Nearly 100 students, teachers, and representatives of government agencies and the cybersecurity industry gathered at an Industry Night at Regis University in October to discuss how to develop Colorado’s cybersecurity workforce.
Sponsored by CyberWatch West, the dinner meeting was an opportunity for planning by the cybersecurity working group that grew out of the initial Industry Night hosted by Regis University and CyberWatch West last May. The event focused on ways to encourage students (especially female students) to pursue careers in cybersecurity.
The group made plans to collaborate on a CyberGirlz workshop to be held at Regis University in March 2017. Organizers are looking for sponsors and volunteers for the event, particularly women in STEM fields who can serve as role models.

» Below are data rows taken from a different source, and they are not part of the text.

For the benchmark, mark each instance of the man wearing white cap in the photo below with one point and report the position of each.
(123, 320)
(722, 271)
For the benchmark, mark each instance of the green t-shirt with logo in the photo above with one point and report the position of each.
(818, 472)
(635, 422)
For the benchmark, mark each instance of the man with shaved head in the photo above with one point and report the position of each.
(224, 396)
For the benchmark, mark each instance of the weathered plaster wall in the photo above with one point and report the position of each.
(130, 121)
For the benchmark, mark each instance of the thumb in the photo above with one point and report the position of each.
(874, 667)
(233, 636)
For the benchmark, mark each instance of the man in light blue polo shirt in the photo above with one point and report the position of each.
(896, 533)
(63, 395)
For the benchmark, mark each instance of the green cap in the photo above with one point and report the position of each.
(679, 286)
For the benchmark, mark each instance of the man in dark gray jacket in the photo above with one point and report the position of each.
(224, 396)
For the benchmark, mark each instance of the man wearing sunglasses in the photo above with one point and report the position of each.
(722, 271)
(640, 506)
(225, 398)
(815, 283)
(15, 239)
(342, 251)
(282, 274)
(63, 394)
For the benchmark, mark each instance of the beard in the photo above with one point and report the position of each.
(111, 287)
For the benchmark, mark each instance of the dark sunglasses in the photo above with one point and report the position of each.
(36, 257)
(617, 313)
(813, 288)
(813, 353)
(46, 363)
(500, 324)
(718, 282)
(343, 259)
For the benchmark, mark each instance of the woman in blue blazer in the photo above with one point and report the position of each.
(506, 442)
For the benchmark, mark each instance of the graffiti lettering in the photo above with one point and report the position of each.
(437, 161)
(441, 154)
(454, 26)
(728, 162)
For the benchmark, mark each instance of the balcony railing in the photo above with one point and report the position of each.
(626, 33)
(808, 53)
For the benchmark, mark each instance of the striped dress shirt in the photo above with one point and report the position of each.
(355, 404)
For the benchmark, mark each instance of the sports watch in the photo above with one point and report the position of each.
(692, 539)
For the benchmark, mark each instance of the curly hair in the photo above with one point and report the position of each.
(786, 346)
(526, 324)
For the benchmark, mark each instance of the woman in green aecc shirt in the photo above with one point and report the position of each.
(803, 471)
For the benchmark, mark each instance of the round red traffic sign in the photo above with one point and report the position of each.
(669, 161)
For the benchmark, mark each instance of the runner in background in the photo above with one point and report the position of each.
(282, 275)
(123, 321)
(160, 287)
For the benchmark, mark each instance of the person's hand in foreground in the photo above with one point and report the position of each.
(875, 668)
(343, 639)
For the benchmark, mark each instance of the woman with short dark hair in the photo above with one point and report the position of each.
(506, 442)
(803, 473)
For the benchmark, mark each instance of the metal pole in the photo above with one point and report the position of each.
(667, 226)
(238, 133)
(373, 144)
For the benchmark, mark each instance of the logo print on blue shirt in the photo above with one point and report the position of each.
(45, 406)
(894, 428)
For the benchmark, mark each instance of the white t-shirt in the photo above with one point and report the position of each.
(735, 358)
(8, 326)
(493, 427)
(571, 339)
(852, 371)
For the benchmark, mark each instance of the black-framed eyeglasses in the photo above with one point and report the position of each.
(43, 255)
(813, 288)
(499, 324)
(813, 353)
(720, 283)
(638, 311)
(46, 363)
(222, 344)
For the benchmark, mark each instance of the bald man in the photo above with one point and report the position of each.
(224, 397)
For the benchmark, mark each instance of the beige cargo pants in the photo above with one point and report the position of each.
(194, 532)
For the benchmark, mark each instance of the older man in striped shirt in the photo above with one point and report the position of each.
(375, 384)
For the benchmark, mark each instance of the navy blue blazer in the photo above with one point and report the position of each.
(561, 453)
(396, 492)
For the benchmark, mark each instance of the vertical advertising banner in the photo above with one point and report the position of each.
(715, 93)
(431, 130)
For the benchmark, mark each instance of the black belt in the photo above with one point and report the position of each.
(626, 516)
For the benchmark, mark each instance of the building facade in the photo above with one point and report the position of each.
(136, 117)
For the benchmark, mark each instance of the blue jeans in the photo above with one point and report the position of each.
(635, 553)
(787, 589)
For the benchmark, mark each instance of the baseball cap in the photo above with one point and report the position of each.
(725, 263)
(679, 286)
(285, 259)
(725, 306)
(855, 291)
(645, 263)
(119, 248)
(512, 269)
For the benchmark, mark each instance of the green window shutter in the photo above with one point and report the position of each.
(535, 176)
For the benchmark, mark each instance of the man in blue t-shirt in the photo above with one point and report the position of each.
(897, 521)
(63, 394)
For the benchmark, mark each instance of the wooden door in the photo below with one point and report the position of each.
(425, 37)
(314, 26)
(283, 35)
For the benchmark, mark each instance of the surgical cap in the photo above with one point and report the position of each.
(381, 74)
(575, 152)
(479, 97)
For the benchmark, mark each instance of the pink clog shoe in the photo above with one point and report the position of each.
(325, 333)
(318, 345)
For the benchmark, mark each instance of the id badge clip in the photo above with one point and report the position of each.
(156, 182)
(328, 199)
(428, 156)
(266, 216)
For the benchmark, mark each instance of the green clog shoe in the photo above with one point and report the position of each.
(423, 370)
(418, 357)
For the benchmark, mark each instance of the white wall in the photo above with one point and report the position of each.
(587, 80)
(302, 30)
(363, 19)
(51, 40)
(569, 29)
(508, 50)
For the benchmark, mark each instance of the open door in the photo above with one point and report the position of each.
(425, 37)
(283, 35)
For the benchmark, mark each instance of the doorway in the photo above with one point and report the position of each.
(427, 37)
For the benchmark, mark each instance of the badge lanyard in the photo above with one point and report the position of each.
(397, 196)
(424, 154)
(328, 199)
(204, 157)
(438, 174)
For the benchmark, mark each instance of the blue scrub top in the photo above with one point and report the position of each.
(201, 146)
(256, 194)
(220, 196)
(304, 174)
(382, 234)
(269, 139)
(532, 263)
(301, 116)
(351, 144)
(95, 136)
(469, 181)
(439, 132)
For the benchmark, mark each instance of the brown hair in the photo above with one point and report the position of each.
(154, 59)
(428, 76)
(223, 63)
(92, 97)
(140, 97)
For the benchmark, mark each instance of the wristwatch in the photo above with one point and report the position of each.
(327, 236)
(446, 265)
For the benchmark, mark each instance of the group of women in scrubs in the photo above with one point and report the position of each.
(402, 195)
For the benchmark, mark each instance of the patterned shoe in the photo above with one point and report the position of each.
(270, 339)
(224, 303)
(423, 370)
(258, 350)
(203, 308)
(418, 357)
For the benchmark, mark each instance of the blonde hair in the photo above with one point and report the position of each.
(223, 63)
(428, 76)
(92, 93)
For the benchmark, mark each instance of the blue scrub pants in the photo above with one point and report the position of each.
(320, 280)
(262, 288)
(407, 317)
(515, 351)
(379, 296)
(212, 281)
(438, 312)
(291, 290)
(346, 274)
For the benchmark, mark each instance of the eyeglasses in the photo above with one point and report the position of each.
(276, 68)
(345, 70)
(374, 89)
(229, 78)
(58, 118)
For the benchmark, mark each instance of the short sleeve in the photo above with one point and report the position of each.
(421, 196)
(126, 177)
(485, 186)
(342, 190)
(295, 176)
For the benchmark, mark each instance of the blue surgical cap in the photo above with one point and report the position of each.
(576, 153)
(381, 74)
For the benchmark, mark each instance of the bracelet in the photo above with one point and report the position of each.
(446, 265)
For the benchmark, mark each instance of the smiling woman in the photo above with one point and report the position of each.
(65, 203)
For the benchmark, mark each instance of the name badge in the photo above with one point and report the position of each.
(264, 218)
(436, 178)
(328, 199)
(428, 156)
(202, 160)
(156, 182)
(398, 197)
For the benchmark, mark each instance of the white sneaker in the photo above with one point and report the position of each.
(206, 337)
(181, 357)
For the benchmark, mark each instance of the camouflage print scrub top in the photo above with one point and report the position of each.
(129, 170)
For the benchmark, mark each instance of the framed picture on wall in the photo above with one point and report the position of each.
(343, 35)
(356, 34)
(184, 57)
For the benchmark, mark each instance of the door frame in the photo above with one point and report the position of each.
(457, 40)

Guests at the October 11 event enjoyed a panel discussion featuring women working on cybersecurity issues or in cybersecurity education:
- Jory Maes, Colorado’s Infrastructure Protection Program Manager with the Colorado Division of Homeland Security and Emergency Management
- Analyn Alquitran, coach of Rangeview High School’s CyberPatriot team, which reached the National Finals in 2014
- Jocelyn Nguyen-Reed, coach of the Cherry Creek High School CyberPatriot team that placed second in the Open Division of the 2016 national competition
School districts from Fort Collins to Colorado Springs sent students and teachers to Denver to attend the event and learn how to get involved in cybersecurity summer camps and competitions like CyberPatriot. The panelists emphasized that competitions aren’t just about winning, but about students developing critical thinking and problem-solving skills that will serve them well no matter what careers they choose.
Associate Professor Dan Likarish of Regis University, who co-facilitated the event with CyberWatch West Co-PI Dr. Dan Manson, attributed the excellent turnout to support from the Denver chapters of the ISACA (previously known as the Information Systems Audit and Control Association) and the Information Systems Security Association (ISSA).
These associations encourage local firms to support employees who coach teams or mentor students, Professor Likarish said. Such support can take the form of continuing professional education (CPE) hours or paid time off for community service.
The local chapters of ISACA and ISSA are also discussing ways to support female students’ attendance at the Rocky Mountain Information Security Conference (RMISC), May 9-11, 2017 at the Colorado Convention Center in Denver.